Five days later, in the first cool of late afternoon, Jeffrey picked
up an oak chair and sent it crashing through his own front window.
Then he lay down on the couch like a child, weeping piteously and
begging to die. A blood clot the size of a marble had broken his
brain.

III
There is a sort of waking nightmare that sets in sometimes when one
has missed a sleep or two, a feeling that comes with extreme fatigue
and a new sun, that the quality of the life around has changed. It is
a fully articulate conviction that somehow the existence one is then
leading is a branch shoot of life and is related to life only as a
moving picture or a mirror--that the people, and streets, and houses
are only projections from a very dim and chaotic past. It was in such
a state that Roxanne found herself during the first months of
Jeffrey's illness. She slept only when she was utterly exhausted; she
awoke under a cloud.

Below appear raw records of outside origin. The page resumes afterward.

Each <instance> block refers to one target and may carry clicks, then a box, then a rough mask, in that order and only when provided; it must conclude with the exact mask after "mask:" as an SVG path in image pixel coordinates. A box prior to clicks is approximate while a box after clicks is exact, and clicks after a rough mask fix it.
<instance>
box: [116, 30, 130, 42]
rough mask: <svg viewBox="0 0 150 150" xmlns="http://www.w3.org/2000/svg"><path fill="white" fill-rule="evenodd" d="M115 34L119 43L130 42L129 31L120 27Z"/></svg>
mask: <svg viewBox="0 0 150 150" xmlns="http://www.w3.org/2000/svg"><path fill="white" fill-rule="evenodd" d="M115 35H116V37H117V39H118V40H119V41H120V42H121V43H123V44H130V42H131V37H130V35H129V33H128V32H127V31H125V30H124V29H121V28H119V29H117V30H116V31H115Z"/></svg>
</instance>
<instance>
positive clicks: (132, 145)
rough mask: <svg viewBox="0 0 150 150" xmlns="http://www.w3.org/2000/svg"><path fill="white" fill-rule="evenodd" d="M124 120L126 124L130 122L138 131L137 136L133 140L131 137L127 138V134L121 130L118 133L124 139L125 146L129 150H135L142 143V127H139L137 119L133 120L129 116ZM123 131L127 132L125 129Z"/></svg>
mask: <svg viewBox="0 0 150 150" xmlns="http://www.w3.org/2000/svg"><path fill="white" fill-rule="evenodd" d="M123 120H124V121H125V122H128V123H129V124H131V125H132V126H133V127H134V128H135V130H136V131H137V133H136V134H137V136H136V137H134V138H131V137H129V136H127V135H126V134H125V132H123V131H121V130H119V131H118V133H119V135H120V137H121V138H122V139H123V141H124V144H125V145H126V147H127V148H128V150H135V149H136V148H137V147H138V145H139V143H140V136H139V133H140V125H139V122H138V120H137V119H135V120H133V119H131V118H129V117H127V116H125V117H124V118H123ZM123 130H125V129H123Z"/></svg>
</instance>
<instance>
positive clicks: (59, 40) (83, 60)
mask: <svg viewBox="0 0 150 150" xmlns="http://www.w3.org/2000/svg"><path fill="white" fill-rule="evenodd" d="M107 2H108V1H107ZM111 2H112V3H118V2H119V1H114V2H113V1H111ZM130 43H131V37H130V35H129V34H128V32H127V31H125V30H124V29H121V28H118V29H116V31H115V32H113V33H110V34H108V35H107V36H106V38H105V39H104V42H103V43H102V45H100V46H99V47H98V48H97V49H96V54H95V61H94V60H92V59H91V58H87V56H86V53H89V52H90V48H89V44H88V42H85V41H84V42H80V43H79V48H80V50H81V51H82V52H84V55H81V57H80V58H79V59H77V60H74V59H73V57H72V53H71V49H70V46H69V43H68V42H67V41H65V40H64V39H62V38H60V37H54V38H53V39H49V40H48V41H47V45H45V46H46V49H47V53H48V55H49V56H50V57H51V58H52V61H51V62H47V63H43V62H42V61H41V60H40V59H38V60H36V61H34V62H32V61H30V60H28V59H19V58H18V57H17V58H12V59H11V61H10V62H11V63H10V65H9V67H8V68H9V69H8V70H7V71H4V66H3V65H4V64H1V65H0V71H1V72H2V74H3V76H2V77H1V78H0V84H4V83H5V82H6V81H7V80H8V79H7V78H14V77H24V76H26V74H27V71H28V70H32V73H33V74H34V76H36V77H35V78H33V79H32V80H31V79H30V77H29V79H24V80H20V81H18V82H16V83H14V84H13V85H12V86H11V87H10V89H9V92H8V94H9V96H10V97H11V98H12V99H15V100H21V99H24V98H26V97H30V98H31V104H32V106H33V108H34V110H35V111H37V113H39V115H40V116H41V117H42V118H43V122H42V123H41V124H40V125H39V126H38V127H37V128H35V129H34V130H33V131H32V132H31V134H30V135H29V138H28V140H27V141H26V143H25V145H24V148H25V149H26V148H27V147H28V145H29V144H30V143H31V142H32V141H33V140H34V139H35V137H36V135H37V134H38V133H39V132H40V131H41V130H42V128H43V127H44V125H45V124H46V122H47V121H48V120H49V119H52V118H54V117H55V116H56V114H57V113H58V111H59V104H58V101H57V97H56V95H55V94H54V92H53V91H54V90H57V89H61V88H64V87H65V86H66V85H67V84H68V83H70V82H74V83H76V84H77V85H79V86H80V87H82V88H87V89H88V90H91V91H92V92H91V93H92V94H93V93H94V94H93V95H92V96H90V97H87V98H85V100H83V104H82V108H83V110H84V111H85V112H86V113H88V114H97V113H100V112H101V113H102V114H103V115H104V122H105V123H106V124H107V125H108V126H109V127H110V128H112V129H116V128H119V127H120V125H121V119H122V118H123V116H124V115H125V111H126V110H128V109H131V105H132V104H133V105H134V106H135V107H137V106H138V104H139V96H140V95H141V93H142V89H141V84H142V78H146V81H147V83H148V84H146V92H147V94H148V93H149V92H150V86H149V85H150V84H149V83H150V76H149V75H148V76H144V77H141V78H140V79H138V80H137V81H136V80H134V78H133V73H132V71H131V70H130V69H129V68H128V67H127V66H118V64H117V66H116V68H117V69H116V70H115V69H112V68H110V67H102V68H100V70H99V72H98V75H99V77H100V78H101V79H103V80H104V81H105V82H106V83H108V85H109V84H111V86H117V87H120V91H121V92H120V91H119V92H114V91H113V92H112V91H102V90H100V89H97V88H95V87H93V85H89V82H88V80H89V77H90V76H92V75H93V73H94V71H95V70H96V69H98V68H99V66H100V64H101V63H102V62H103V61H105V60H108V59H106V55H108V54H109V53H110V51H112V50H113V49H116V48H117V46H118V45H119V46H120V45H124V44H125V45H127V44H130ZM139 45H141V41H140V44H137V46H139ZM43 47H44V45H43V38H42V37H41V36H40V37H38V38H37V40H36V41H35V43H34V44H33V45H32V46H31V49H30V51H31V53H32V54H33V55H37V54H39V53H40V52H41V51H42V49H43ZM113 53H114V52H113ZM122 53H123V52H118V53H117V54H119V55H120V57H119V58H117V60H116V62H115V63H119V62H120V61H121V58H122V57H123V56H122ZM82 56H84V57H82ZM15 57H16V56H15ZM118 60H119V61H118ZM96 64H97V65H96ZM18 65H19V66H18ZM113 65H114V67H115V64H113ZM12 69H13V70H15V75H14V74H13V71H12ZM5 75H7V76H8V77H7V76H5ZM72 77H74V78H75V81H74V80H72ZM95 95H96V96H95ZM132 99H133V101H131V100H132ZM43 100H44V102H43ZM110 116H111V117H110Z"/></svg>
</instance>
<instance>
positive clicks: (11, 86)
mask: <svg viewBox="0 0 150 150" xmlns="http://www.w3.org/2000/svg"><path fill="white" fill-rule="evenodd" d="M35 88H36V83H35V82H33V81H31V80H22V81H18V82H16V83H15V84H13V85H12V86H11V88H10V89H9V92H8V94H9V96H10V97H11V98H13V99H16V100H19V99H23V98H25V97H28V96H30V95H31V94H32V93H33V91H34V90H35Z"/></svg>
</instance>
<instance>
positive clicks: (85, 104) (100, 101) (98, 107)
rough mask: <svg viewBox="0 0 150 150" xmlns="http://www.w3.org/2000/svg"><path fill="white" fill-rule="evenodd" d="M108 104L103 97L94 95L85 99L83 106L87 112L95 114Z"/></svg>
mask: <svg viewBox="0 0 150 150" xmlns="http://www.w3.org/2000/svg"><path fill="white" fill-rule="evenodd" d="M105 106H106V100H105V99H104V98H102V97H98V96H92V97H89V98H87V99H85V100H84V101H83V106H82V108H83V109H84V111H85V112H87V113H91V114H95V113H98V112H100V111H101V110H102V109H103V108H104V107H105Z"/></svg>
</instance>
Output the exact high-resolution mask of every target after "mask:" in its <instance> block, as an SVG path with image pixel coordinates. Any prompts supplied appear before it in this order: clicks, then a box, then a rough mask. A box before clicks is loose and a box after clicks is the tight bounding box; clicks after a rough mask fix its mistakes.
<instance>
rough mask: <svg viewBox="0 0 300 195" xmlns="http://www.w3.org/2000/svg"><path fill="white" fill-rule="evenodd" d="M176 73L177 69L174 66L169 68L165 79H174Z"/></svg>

The long, sober-voiced consultations, the faint
aura of medicine in the halls, the sudden tiptoeing in a house that
had echoed to many cheerful footsteps, and, most of ail, Jeffrey's
white face amid the pillows of the bed they had shared--these things
subdued her and made her indelibly older. The doctors held out hope,
but that was all. A long rest, they said, and quiet. So responsibility
came to Roxanne. It was she who paid the bills, pored over his
bank-book, corresponded with his publishers.